Die vorliegende Arbeit setzt sich mit den Möglichkeiten außerschulischen
Lernens im Rahmen des Geschichtsunterrichts auseinander. Verschiedene
Aspekte außerschulischer Lernorte und Lernens werden hierbei exemplarisch
an den Möglichkeiten eines Besuches des Jüdischen Deportations- und
Widerstandsmuseums in Mechelen, Belgien, vorgestellt.
Zunächst werden in gegebener Kürze Aspekte außerschulischen Lernens
dargelegt. Anhand der Begriffsdefinition der historischen Exkursion soll
aufgezeigt werden, welche Möglichkeiten das Aufsuchen unterschiedlicher
Lernorte im Geschichtsunterricht bietet. Die Lernorte Gedenkstätte und
Museum werden hierbei im Weiteren fokussiert. Unter Einbeziehung des
Kernlehrplans für die Sekundarstufe I wird im Folgenden das Konzept des
gelenkten entdeckenden Lernens untersucht.

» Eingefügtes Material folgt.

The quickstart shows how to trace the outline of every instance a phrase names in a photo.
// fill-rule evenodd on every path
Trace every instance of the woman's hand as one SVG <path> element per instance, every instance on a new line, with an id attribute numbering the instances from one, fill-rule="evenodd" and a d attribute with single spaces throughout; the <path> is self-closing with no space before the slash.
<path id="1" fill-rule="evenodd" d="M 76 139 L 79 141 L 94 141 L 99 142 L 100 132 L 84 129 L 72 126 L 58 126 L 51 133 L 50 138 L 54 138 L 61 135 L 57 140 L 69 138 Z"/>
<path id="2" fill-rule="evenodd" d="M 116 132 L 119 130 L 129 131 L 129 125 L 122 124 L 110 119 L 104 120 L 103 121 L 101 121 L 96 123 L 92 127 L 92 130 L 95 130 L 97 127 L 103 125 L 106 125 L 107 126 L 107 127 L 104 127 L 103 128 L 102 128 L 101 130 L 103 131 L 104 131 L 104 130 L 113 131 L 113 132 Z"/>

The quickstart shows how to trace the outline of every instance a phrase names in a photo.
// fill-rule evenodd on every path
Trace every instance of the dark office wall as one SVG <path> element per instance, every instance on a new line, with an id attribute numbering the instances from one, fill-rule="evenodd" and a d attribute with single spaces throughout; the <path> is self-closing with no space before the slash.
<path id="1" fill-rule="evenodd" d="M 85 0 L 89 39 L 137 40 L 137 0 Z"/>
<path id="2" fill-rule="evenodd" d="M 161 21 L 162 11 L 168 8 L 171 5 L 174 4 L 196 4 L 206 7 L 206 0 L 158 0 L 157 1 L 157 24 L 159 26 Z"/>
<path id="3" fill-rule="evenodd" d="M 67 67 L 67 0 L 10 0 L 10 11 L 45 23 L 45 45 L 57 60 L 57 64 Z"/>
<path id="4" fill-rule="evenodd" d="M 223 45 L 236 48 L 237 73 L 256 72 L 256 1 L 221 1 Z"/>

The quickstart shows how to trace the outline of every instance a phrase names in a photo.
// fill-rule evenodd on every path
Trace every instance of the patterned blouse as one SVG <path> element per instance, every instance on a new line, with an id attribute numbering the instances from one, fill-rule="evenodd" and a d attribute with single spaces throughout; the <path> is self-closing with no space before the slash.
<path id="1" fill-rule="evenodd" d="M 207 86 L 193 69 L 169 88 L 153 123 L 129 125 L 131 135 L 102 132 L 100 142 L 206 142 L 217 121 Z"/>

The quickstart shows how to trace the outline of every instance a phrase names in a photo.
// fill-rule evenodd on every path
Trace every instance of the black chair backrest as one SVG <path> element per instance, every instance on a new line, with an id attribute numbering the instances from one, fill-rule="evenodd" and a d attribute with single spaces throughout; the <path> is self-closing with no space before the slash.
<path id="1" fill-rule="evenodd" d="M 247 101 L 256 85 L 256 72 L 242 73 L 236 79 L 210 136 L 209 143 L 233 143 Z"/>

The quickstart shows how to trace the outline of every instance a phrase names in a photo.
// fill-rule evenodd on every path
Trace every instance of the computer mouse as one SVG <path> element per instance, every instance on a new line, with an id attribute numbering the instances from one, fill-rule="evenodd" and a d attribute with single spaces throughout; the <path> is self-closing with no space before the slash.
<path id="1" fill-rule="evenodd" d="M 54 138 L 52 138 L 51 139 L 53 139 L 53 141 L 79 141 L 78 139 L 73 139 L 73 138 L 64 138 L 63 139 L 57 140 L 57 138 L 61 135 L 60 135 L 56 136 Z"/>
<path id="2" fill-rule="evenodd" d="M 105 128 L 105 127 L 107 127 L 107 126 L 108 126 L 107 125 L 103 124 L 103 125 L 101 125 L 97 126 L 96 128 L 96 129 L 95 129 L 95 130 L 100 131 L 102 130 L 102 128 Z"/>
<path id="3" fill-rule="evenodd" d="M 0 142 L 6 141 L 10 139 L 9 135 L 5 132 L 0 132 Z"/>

Daran anschließend wird die Gedenkstätte Jüdisches Deportations- und
Widerstandsmuseum bezüglich ihrer institutionellen Geschichte, der
Dauerausstellung, des Gedenkens in der Ausstellung und ihres Archivs
vorgestellt. Abschließend wird exemplarisch ein museumspädagogisches
Angebot für SchülerInnengruppen beim Besuch des Museums untersucht.
Dieses bezieht das Konzept des gelenkten entdeckenden Lernens mit ein und
arbeitet mit einem biografischen Ansatz, indem es den Besuch und die Arbeit
in der Ausstellung anhand von persönlichen Biografien strukturiert.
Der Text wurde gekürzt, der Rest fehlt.